Riguardo a questo bisticcio sul Fondo salva-Stati – invece – poco da dire: i professori no euro della Lega erano sul piede di guerra da mesi contro la proposta, ma Salvini – inspiegabilmente – fino alla settimana scorsa non aveva mai dedicato la sua incessante attività mediatica al tema.

Dunque Conte ha ragione quando gli rimprovera di avere una doppio atteggiamento sul tema, a seconda del ruolo ricoperto: uno quando era al governo da vicepremier e un altro da quando è leader dell’opposizione. Nel merito dell’accordo che si prospetta, però, mi pare che Conte sbagli. Il punto, infatti, non è più quello della coerenza con ciò che si diceva, ma il merito della delicatissima questione di cui si discute.

Ci sono almeno due problemi da dirimere, infatti, in questa querelle. Il primo: la riforma del Mes è una trattativa in fase avanzata che non è stata ancora chiusa. Il secondo: così com’è, il testo non è vantaggioso per il nostro paese. Qualcuno ha detto che rinunciare a questo trattato è come rinunciare all’ambulanza.

Il problema è che in realtà – se stiamo nella metafora – è come chiederci di pagare per un‘assicurazione sanitaria privata, e sottoscrivere una polizza in cui però puoi essere buttato fuori dall’ospedale. È come stipulare una polizza, ma poi accettare delle franchigie che sicuramente non riuscirai a superare.
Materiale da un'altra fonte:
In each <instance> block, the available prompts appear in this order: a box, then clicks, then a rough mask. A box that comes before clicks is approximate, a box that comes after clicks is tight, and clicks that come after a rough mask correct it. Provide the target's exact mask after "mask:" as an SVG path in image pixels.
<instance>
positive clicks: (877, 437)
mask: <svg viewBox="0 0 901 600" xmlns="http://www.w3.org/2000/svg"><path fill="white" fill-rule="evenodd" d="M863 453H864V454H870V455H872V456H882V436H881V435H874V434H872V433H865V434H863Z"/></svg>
In linea di principio non è difficile capire che se sei un paese debitore non puoi firmare accordi che sono fatti apposta per penalizzare i debitori.

Non si tratta di sovranismo, dunque, ma di normale tutela dell’interesse nazionale: fra chi è stato seduto al tavolo della trattativa, fino ad ora (da Tria a Gualtieri) sembra che sia scattato un antico e autolesionistico riflesso condizionato, che può essere tradotto in questa massima: “Se ce lo chiede l’Europa sarà sicuramente cosa buona”. O anche: si, è vero, sulla carta le nuove regole ci svantaggiano, ma vedrete che non scatteranno mai. Purtroppo non è così.
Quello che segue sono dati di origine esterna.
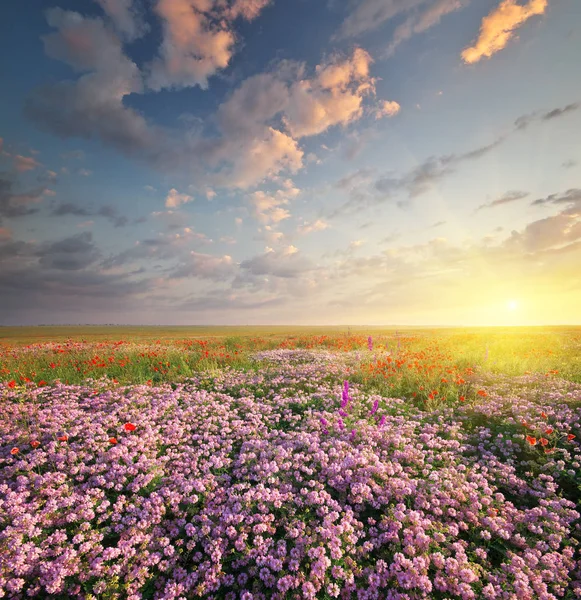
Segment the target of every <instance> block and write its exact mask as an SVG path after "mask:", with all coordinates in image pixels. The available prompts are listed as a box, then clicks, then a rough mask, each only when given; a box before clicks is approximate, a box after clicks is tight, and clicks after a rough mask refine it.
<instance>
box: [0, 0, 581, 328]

Persino Marco Buti, moderatissimo capo staff di Paolo Gentiloni (“l’unico uomo ad aver partecipato a tutte le riunioni del G20 finanze”) ammette in una intervista al Corriere della Sera: “Da Berlino si chiede che prima i paesi indebitati risanino”. È aggiunge – fate attenzione – “ipotesi automatiche di riduzione del debito condurrebbero ad un tale Armageddon finanziario da aumentare il rischio che debba intervenire il Mes”. Se a dirlo è uno dei mandarini delle nostre istituzioni bisognerà prenderlo sul serio e preoccuparsi.

Un bel paradosso. Anche perché davvero pensiamo che l’Italia – nella condizione attuale in cui si trova – sia in grado di abbattere il debito in assenza di crescita? Io credo che anche questa manovra in cui 23 miliardi di euro sono bruciati per disinnescare clausole di salvaguardia ci dimostri che non siamo in grado. Se in questo momento avessimo cassa, infatti, dovremmo spendere almeno 3 miliardi in più per la scuola, e forse 5 o 10 in più per un piano straordinario che metta in sicurezza le infrastrutture, e forse 2 o 3 per la riconversione ambientale di cui il dibattito sulla Plastic tax ha evidenziato il costo e l’urgenza.

Davvero possiamo pensare che nei prossimi anni – senza tornare a crescere e senza fare nuovo deficit – potremmo abbattere il nostro debito? Io non credo. E lanciare l’allarme sul Mes e sulle sue conseguenze, non sono i professori no Euro, ma organizzazioni pacate come l’Abi, e il suo leader, il compassatissimo ex liberale Patuelli (“Se si firma viene giù tutto”). Dunque, nel dibattito pirotecnico tra l’’Avvocato ed il Capitano bisogna cercare una risposta insolitamente salomonica, o distonica: che hanno ragione entrambi. Oppure che hanno torto tutti e due.